Last week, Andrew Ng defended the importance of learning to code, arguing that as AI-assisted coding makes programming easier, more people should code—not fewer. He pushed back against claims that programming will become obsolete, arguing that understanding the “language of software” empowers individuals to work effectively with AI tools and maximize their impact.
“One question I’m asked most often is what someone should do who is worried about job displacement by AI. My answer is: Learn about AI and take control of it, because one of the most important skills in the future will be the ability to tell a computer exactly what you want, so it can do that for you.
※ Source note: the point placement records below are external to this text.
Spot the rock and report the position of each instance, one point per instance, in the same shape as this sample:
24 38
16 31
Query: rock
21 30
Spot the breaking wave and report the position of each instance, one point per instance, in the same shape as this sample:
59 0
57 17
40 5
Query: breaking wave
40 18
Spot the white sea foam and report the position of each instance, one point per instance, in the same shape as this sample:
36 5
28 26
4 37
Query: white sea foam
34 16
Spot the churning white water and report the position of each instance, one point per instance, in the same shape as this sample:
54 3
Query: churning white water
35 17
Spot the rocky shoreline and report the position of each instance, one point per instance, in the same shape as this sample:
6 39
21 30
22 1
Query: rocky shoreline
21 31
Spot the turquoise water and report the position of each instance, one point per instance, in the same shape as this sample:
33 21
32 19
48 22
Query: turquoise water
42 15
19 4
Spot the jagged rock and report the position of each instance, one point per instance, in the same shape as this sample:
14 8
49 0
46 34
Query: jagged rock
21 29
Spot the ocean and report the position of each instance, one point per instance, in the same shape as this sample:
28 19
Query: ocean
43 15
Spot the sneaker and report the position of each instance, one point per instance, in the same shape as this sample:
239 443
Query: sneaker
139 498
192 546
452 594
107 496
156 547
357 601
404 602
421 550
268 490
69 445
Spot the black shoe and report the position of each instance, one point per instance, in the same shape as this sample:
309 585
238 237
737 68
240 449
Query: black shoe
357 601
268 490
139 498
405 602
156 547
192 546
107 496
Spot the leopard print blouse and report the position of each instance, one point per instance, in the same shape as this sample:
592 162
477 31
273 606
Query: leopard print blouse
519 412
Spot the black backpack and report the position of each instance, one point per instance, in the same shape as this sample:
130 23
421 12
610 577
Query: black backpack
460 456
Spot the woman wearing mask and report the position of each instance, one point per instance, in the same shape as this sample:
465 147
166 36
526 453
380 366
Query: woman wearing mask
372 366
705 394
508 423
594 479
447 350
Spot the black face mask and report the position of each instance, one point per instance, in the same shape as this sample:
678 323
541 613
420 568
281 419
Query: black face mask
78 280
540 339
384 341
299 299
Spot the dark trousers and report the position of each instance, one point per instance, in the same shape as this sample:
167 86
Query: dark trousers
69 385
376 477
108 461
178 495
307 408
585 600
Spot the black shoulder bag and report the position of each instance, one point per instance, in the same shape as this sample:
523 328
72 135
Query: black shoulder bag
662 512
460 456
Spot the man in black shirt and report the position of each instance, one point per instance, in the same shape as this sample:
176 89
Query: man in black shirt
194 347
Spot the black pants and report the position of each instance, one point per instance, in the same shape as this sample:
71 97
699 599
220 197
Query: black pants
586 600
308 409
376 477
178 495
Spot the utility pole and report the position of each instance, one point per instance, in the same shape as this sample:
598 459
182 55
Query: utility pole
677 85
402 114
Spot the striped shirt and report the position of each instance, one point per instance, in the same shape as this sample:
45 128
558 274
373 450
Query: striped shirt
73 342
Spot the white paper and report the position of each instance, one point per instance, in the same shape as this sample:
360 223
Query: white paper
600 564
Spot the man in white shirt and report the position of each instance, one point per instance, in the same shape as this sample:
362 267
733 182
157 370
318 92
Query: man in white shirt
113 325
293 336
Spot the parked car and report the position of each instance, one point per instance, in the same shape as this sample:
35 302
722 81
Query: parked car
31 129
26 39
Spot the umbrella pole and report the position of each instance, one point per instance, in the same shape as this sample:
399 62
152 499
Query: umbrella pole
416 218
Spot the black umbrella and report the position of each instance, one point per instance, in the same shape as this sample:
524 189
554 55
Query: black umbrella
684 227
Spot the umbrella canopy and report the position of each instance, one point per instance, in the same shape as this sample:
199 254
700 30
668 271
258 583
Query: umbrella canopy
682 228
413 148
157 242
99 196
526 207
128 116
Coding (or getting AI to code for you) is the best way to do that.”
Read Andrew’s full letter here.
Other top AI news and research stories we covered in depth: QwQ-32B emerged as a strong contender against DeepSeek-R1 and other larger reasoning models, challenging the dominance of high-parameter architectures with compact reasoning; Microsoft’s Phi-4 Multimodal model offered simultaneous processing of text, images, and speech; a U.S. court ruling rejected the fair use defense in the Thomson Reuters AI lawsuit, citing Ross's attempt to use copyrighted material to build a competing product; and Perplexity launched an uncensored version of DeepSeek-R1, raising discussions about AI safety and adapting open language models.